A cylindrical bucket, 32 cm high and 18 cm of radius of the base, is filled with sand. This bucket is emptied on the ground and a conical heap of sand is formed. If the height of the conical heap is 24 cm, find the radius and slant height of the heap
The height and radius of the cylindrical bucket are $h=32 \mathrm{~cm}$ and $r=18 \mathrm{~cm}$ respectively. Therefore, the volume of the cylindrical bucket is
$V=\pi r^{2} h$
$=\frac{22}{7} \times(18)^{2} \times 32$
The bucket is full of sand and is emptied in the ground to form a conical heap of sand of height $h_{1}=24 \mathrm{~cm}$. Let, the radius and slant height of the conical heap be $r_{1} \mathrm{~cm}$ and $l_{1} \mathrm{~cm}$ respectively.
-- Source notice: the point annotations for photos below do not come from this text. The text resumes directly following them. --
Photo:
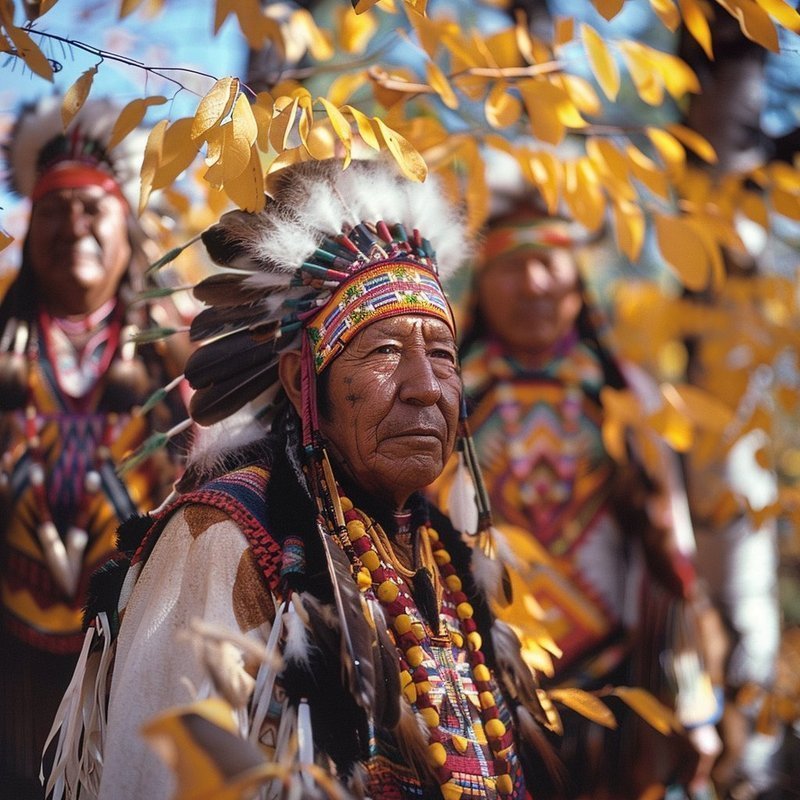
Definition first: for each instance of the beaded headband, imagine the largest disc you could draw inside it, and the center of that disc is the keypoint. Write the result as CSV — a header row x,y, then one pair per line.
x,y
41,156
524,232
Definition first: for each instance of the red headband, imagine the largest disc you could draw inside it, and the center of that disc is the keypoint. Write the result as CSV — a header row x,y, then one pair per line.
x,y
74,176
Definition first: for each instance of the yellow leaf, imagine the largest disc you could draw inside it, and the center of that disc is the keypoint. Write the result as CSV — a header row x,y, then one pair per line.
x,y
647,171
648,708
319,41
26,48
784,176
668,147
523,36
360,6
582,94
649,83
341,127
564,31
683,250
699,406
343,88
696,23
752,205
785,203
667,12
583,194
243,121
131,116
629,227
612,166
585,704
282,124
502,109
178,151
214,107
783,12
355,30
678,77
364,127
128,7
440,85
247,188
541,101
408,159
754,22
604,68
152,158
608,8
694,141
76,95
429,31
545,169
262,113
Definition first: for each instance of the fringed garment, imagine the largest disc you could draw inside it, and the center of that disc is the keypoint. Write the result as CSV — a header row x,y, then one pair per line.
x,y
223,554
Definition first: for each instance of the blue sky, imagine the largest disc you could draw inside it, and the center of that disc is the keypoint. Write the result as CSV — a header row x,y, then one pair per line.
x,y
181,36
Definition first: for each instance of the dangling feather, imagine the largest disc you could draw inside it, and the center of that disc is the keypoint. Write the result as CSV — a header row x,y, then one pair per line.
x,y
531,735
213,403
232,289
412,742
461,502
425,597
225,357
512,670
387,673
218,321
489,570
355,635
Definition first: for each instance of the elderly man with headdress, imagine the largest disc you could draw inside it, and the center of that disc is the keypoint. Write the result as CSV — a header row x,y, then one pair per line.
x,y
303,527
575,521
69,380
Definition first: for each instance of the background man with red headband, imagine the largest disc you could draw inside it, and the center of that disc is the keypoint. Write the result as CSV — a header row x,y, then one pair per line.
x,y
69,379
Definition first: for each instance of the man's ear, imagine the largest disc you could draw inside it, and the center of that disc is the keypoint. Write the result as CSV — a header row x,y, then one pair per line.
x,y
289,372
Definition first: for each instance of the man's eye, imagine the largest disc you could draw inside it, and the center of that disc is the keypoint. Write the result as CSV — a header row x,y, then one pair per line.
x,y
447,355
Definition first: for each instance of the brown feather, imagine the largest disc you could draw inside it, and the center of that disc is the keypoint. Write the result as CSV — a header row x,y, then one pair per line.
x,y
217,321
227,290
531,734
218,401
356,633
228,356
517,676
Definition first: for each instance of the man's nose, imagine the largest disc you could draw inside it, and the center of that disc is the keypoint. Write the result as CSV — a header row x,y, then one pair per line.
x,y
418,382
76,219
536,277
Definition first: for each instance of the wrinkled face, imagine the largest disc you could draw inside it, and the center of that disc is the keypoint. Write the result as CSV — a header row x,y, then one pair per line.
x,y
79,248
393,404
530,299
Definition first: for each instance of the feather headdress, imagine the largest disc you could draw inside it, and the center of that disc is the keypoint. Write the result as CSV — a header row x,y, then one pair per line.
x,y
39,144
333,250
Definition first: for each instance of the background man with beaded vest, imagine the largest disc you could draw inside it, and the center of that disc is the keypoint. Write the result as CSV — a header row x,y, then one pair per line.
x,y
594,545
68,382
393,677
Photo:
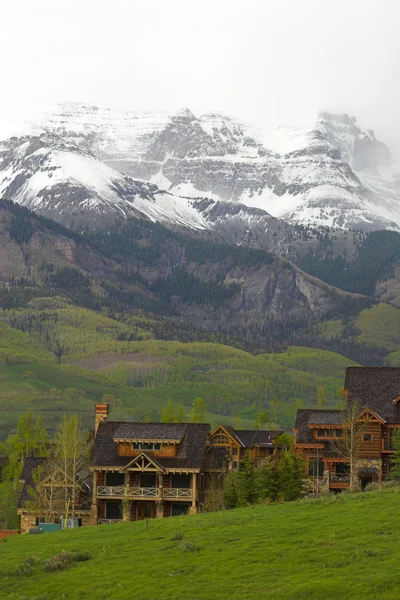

Then, we have
$l_{1}^{2}=r_{1}^{2}+h_{1}^{2}$
$\Rightarrow r_{1}^{2}=l_{1}^{2}-h_{1}^{2}$
$\Rightarrow r_{1}^{2}=l_{1}^{2}-(24)^{2}$
The volume of the conical heap is
$V_{1}=\frac{1}{3} \pi r_{1}^{2} h_{1}$
$=\frac{1}{3} \times \frac{22}{7} \times r_{1}^{2} \times 24$
$=\frac{22}{7} \times r_{1}^{2} \times 8$
Since, the volume of the cylindrical bucket and conical hear are same, we have
$V_{1}=V$
$\Rightarrow \frac{22}{7} \times r_{1}^{2} \times 8=\frac{22}{7} \times(18)^{2} \times 32$
$\Rightarrow \quad r_{1}^{2}=(18)^{2} \times 4$
$\Rightarrow \quad r_{1}=18 \times 2$
$\Rightarrow \quad r_{1}=36$
Then, we have
$l_{1}^{2}=r_{1}^{2}+h_{1}^{2}$
$\Rightarrow l_{1}^{2}=(36)^{2}+(24)^{2}$
$\Rightarrow l_{1}=43.27$
Therefore, the radius and the slant height of the conical heap are 36 cm and 43.27 cm respectively.